Geotextile-geonet composites
When a geotextile is used on one or both sides of a geonet, the separation and filtration functions are always satisfied, but the drainage function is vastly improved in comparison to geotextiles by themselves. Such geocomposites are regularly used in intercepting and conveying leachate in landfill liner and cover systems and for conducting vapor or water beneath pond liners of various types. These drainage geocomposites also make excellent drains to intercept water in a capillary zone where frost heave or salt migration is a problem. In all cases, the liquid enters through the geotextile and then travels horizontally within the geonet to a suitable exit.

Geotextile-geomembrane composites
Geotextiles can be laminated on one or both sides of a geomembrane for a number of purposes. The geotextiles provide increased resistance to puncture, tear propagation, and friction related to sliding, as well as providing tensile strength in and of themselves. Quite often, however, the geotextiles are of the nonwoven, needle-punched variety and are of relatively heavy weight. In such cases the geotextile component acts as a drainage media, since its in-plane transmissivity feature can conduct water, leachate or gases away from direct contact with the geomembrane.
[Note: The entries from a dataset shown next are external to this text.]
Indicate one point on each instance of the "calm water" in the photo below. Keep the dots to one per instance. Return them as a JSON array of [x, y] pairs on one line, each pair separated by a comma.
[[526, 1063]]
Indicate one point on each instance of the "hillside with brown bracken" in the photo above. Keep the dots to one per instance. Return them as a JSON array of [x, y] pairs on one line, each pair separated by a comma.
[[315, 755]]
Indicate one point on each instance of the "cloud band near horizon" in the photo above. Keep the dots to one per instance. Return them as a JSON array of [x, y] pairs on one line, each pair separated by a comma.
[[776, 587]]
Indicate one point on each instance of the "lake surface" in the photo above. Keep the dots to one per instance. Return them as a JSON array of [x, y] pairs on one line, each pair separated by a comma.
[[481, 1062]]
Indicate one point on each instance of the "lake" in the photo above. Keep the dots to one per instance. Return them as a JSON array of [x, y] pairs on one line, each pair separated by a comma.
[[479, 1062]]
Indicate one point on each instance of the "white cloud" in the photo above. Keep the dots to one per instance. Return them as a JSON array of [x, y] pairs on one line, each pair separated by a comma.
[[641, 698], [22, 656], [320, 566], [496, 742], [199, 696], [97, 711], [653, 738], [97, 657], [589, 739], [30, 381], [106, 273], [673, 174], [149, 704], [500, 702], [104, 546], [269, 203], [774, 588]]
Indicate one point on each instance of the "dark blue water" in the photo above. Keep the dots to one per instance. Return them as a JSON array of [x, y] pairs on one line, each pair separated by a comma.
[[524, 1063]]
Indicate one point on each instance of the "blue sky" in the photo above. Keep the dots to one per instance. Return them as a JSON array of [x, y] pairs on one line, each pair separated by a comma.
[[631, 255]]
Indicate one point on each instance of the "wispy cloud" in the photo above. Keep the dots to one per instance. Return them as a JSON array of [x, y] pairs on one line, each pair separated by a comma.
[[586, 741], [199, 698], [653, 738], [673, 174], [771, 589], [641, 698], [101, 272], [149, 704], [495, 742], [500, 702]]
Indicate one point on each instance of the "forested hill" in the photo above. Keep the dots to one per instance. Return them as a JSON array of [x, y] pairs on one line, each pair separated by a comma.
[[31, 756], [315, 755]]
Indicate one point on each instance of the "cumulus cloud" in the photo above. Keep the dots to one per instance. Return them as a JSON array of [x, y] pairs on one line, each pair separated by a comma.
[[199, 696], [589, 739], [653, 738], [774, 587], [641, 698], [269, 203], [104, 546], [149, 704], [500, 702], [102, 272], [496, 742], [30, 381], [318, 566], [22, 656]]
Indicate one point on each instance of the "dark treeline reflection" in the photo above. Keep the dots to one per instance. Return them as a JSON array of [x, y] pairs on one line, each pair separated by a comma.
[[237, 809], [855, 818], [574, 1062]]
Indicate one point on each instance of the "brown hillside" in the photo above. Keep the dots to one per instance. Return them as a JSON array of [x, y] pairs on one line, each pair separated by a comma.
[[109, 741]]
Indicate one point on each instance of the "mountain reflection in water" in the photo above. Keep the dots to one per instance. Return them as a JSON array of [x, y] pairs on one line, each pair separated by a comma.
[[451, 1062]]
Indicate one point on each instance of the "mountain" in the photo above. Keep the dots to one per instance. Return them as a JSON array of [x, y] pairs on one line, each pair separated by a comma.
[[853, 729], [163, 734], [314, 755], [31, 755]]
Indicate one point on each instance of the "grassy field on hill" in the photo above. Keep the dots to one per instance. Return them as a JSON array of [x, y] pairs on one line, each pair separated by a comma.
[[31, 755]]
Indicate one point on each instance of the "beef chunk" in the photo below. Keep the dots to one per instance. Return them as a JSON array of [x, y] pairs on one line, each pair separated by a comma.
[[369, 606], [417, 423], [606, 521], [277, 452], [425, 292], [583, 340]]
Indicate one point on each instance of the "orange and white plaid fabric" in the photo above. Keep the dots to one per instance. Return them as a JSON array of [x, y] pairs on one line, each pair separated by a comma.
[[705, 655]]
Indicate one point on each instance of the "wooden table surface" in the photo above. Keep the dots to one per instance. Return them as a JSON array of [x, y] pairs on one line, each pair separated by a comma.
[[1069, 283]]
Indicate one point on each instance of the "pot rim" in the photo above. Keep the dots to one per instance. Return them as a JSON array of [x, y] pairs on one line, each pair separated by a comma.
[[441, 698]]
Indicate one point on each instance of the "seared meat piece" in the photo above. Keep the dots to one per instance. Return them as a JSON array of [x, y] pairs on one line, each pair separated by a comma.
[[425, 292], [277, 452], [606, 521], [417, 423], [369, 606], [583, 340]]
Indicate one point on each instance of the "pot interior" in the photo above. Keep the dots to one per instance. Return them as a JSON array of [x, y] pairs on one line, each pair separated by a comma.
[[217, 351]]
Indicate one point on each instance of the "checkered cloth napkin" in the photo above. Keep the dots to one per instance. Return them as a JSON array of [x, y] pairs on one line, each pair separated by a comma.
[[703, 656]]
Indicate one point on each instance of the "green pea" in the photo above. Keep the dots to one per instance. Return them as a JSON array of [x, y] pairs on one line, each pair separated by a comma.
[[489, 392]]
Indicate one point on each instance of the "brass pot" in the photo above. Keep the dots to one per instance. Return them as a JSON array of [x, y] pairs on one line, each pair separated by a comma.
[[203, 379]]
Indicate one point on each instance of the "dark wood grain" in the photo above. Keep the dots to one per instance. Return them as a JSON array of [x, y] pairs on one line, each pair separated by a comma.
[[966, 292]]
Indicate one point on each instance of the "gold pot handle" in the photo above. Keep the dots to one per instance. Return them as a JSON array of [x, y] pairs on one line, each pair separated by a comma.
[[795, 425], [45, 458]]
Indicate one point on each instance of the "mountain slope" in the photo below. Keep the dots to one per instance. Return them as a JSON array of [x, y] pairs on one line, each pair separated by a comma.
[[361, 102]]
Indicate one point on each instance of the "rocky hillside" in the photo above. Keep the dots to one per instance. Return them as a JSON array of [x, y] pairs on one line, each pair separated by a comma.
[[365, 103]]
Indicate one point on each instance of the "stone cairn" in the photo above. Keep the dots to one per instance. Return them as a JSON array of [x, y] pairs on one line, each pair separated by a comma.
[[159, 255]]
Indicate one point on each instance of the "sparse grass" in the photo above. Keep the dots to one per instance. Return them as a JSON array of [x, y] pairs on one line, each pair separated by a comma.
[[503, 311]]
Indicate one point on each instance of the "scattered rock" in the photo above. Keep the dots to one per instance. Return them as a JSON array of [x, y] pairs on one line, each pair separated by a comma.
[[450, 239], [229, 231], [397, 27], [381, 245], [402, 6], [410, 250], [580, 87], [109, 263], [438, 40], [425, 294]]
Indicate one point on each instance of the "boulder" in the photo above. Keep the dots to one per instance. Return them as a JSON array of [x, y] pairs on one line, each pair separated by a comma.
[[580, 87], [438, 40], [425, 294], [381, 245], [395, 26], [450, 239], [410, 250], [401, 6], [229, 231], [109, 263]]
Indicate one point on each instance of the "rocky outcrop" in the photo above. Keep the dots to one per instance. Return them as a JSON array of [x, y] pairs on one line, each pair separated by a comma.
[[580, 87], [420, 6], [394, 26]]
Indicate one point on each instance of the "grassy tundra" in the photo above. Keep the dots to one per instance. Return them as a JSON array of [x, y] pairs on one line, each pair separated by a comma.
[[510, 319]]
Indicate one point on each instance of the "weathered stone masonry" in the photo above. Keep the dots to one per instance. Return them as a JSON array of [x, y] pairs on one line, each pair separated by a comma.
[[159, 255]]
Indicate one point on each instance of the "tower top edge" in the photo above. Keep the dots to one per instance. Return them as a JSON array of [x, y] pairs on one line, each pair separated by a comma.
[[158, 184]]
Geomembrane-geogrid composites
Since some types of geomembranes and geogrids can be made from the same material (e.g., high-density polyethylene), they can be bonded together to form an impervious membrane barrier with enhanced strength and friction capabilities.

Geotextile-geogrid composites
A needle punched nonwoven geotextile bonded to a geogrid provides in-plane drainage while the geogrid provides tensile reinforcement. Such geotextile-geogrid composites are used for internal drainage of low-permeability backfill soils for reinforced walls and slopes. The synergistic properties of each component enhances the behavior of the final product.

Geotextile-polymer core composites
A core in the form of a quasi-rigid plastic sheet, it can be extruded or deformed in such a way as to allow very large quantities of liquid to flow within its structure; it thus acts as a drainage core. The core must be protected by a geotextile, acting as a filter and separator, on one or both sides. Various systems are available, each focused on a particular application. The first is known as wick drains in the U.S. and prefabricated vertical drains, PVDs, in Europe. The 100 mm wide by 5 mm thick polymer cores are often fluted for ease of conducting water. A geotextile acting as a filter and separator is socked around the core. The emergence of such wick drains, or PVDs, has all but eliminated traditional sand drains as a rapid means of consolidating fine-grained saturated cohesive soils.

The second type is in the form of drainage panels, the rigid polymer core being nubbed, columned, dimpled or a three-dimensional net. With a geotextile on one side it makes an excellent drain on the backfilled side of retaining walls, basement walls and plaza decks. The cores are sometimes vacuum formed dimples or stiff 3-D meshes. As with wick drains, the geotextile is the filter/separator and the thick polymer core is the drain. Many systems of this type are available, the latest addition having a thin pliable geomembrane on the side facing the wall and functioning as a vapor barrier.

The third type within this area of drainage geocomposites is the category of prefabricated edge drains. These materials, typically 500 mm high by 20 to 30 mm wide are placed adjacent to a highway pavement, airfield pavement, or railroad right-of-way, for lateral drainage out of and away from the pavement section. The systems are very rapid in their installation and extremely cost effective.